Эти слова сопровождались свирепым взглядом. Кристиан не выдержал. Подойдя к Норе, он прикоснулся кончиками пальцев к ее шее. Она вздрогнула и вжалась поглубже в сиденье.
— Садись ко мне на колени, — прошептал он, — и мы это проверим.
Острый локоток ударил его в грудь. От неожиданности он покачнулся и упал на мягкое место. Он сидел на полу и ругался вовсю, но мгновенно замолчал, увидев, что по лицу Норы расползается яркий румянец. Покраснели даже шея и грудь. Он пробил лед, черт побери.
Опасаясь сделать что-нибудь, от чего она снова заледенеет, он поднялся и вышел. В дверях он обернулся и, бросив быстрый взгляд на лицо Норы, все еще пылавшее огнем, не удержался, усмехнулся.
Нора услышала его смешок.
— Идите и соблазняйте своих шлюх, милорд, — закричала она. — Наверняка Мег где-то рядом и ждет не дождется дать вам то, в чем я вам отказываю.
Улыбка Кристиана тут же угасла. Он забыл, как велик его грех, как жестоко он вел себя, как трудно ему заслужить прощение. Нет, пушистого толстого щенка недостаточно для искупления его грехов. Ему придется искупать их долгое время. Очень долгое.
Прошло несколько недель. Жизнь в Фале шла своим чередом, но Кристиан ни на шаг не приблизился к своей заветной цели — заслужить прощение Норы. Однажды днем он расхаживал по кабинету, дожидаясь, пока его секретарь расшифровывал послание Иниго, и оказался в полосе солнечного света; сверкнули серебряные пуговицы его камзола, ярко заблестело кольцо с печаткой у него на пальце. Кристиан остановился. Кольцо напомнило ему о его неудачной попытке подарить Норе драгоценности.
Драгоценности. Три дня назад их привезли из города в отделанной серебром шкатулке. Подвески, кольца, золотые цепочки, нитки жемчуга. Рубины и бриллианты, желтое и красное золото, еще бриллианты. Он обрадовался, получив драгоценности, потому что тем утром совершил очередной проступок, запретив Норе пойти с Артуром на прогулку в лес.

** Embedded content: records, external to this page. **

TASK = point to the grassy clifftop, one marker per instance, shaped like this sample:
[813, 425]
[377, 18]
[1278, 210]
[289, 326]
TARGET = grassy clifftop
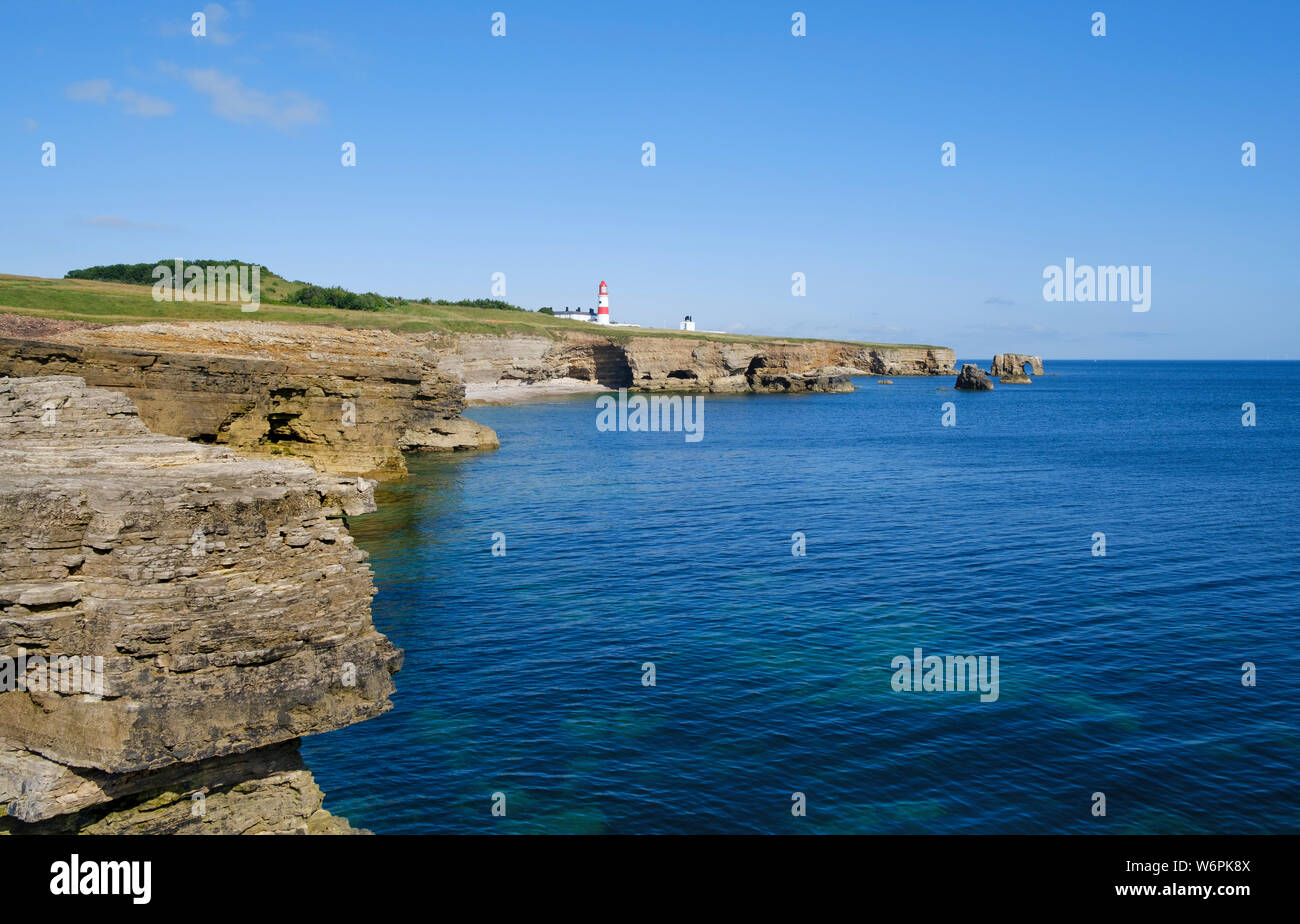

Она не захотела побыть с ним, о чем ему и сказала. Этот отказ был новым болезненным ударом для его и без того уже израненной гордости, и он запретил ей идти на прогулку. С какой стати она будет приятно проводить время без него, рассудил он, когда он так жаждет ее общества, что готов бежать за ней как щенок, которого он ей подарил, не отставая ни на шаг, дожидаясь, пока его погладят по голове.